Grandparents Can Handle Baby’s Needs
This is the first and probably most important consideration you’ll need to make before deciding to leave your baby with their grandparents. Babies are demanding and will need quite a bit of attention and even some chasing after, and you need to make sure that their grandparents are physically and mentally up to it.
If your baby has special needs or you would like certain things handled a certain way, give the grandparents instructions in advance. Giving grandparents a copy of your baby’s regular schedule to follow will also help your little one be more at ease, especially they will be staying at their grandparents house and not at home.
Grandparents are Okay With Babysitting
While most grandparents are happy and eager to have bonding opportunities with their grandkids, babies are pretty demanding and understandably, not all grandparents may want to babysit, especially for long periods.
Location is another factor you need to work out with the grandparents. Your baby may be more comfortable at home but their grandparents may want to watch them at their own house.
Tell the grandparents upfront how long you need them to babysit and what exactly you need from them, and make sure they are okay with it. Communication is important, and it will prevent sticky situations from coming up while you are away.
Your Baby Accepts Bottles
Sometimes, babies will only accept bottles from certain people. Have the grandparents try giving your baby a bottle, just to make sure that they are comfortable accepting bottles from them before you go on your trip.
Most experts recommend that breastfed babies aren’t given bottles until milk supply and breastfeeding are well established, usually around 4-6 weeks of age. If your baby is exclusively breastfed, you may want to hold off on a trip until then, when you can send your baby off to their grandparents with a supply of expressed breastmilk.

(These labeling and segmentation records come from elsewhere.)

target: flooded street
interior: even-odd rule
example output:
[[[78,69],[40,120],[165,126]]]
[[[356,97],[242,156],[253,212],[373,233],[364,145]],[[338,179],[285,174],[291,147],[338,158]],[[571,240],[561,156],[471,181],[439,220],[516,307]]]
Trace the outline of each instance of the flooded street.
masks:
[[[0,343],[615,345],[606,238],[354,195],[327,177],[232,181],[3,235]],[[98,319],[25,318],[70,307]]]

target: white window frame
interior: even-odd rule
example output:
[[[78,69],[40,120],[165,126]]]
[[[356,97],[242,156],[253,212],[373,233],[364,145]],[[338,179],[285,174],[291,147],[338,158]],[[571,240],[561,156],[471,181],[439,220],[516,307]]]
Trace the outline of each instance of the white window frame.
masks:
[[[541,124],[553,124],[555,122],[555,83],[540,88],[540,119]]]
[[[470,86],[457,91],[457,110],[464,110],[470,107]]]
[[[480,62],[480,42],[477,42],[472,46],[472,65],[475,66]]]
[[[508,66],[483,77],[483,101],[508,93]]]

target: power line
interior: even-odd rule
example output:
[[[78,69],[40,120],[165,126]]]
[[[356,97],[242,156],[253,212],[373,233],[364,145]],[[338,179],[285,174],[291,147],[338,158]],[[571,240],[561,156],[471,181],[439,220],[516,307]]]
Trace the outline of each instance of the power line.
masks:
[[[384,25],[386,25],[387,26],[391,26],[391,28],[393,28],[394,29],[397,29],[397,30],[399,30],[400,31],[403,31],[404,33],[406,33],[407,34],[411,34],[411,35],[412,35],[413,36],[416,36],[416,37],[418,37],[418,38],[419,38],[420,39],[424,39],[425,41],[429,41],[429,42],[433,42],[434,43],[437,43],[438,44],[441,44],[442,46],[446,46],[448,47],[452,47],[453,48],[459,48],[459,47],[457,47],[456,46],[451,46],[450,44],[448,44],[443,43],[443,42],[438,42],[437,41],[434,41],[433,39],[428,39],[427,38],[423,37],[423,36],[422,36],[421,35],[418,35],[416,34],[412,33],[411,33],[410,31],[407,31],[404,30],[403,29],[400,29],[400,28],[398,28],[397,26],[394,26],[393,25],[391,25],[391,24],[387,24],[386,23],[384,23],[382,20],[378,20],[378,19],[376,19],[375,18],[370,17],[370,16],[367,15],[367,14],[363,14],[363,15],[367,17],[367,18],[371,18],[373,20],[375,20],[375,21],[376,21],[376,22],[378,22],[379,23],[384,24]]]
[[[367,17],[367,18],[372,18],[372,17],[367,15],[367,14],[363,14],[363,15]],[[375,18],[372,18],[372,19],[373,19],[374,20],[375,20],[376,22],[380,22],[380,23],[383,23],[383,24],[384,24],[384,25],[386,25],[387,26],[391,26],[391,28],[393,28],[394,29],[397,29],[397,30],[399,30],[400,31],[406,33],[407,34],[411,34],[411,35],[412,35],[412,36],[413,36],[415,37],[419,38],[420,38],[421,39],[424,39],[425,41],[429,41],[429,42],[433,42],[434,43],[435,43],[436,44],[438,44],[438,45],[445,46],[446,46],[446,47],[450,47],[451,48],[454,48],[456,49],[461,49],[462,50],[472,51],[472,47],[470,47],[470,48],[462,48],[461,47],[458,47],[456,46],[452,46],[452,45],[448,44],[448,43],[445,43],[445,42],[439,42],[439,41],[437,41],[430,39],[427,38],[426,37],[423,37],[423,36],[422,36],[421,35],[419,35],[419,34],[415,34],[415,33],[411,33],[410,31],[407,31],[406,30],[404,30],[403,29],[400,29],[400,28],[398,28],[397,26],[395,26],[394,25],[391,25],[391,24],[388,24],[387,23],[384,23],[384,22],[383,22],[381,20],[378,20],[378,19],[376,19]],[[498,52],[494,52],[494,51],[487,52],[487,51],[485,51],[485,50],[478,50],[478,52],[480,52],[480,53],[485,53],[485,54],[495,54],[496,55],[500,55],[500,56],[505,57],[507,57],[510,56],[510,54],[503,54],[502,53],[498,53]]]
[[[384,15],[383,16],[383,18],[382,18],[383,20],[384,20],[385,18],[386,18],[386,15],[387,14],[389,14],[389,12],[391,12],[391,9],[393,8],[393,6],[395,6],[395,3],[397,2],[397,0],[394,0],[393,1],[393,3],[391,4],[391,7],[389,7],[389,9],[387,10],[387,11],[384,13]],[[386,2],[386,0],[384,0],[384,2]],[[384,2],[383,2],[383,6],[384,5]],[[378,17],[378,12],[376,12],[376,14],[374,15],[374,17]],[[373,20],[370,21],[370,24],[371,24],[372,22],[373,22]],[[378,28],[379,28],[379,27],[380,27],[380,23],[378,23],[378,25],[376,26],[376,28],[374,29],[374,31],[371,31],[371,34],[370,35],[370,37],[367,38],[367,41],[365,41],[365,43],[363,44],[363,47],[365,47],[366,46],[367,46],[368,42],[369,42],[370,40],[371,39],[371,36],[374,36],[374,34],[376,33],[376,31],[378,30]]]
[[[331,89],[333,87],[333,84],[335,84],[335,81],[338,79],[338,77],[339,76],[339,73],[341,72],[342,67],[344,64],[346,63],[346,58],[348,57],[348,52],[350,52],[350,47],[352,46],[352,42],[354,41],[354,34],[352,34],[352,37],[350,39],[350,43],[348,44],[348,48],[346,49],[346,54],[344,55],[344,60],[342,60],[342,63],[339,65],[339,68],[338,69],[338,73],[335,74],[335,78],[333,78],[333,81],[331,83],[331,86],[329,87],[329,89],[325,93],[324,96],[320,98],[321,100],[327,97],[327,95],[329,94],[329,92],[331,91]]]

Start giving your baby pumped milk from a bottle once or twice a day, a few weeks before leaving for a trip, just so they can get used to bottle feeding. With breastfeeding babies, choose a slow-flow nipple which better mimics the flow rate they would get when breastfeeding.
If your baby is formula fed, make sure the grandparents know how to prepare the powder or liquid concentrate. You may want to pre-portion the formula into a formula dispenser or use ready-to-use formula to make mealtimes easier for their grandparents.
Consider the Length of Time
If your baby isn’t used to spending long stretches without you, conduct shorter “trial runs” before trying an overnight stay. Go for a short walk around your neighborhood or a nearby coffee shop for a quick drink while grandma and grandpa watch the baby.
If you plan on leaving your baby with their grandparents overnight or longer, between 6 and 9 months is usually the easiest time to do it. Separation anxiety usually peaks between 10 and 18 months of age and ends by the time your child is 3.
When you do finally go on your trip, don’t just sneak out. Telling your baby when and for how long you will be leaving for will help relieve separation anxiety, even if you don’t think they are quite old enough to understand you. Assure them that you will stay in touch with them on your trip, and show them how they can reach you.
It is okay to leave your baby with their grandparents at any time, as long as all 3 parties are comfortable with and can handle the arrangement. Figure out a plan that works for you, your baby, and their grandparents, and give it a test run with you out of the house but still nearby.
Test runs will help you fine tune your plan to work as smoothly as possible. Grandma and grandpa can have some one-on-one bonding time with their grandchild, and you can have a restful and worry-free break from your parenting duties.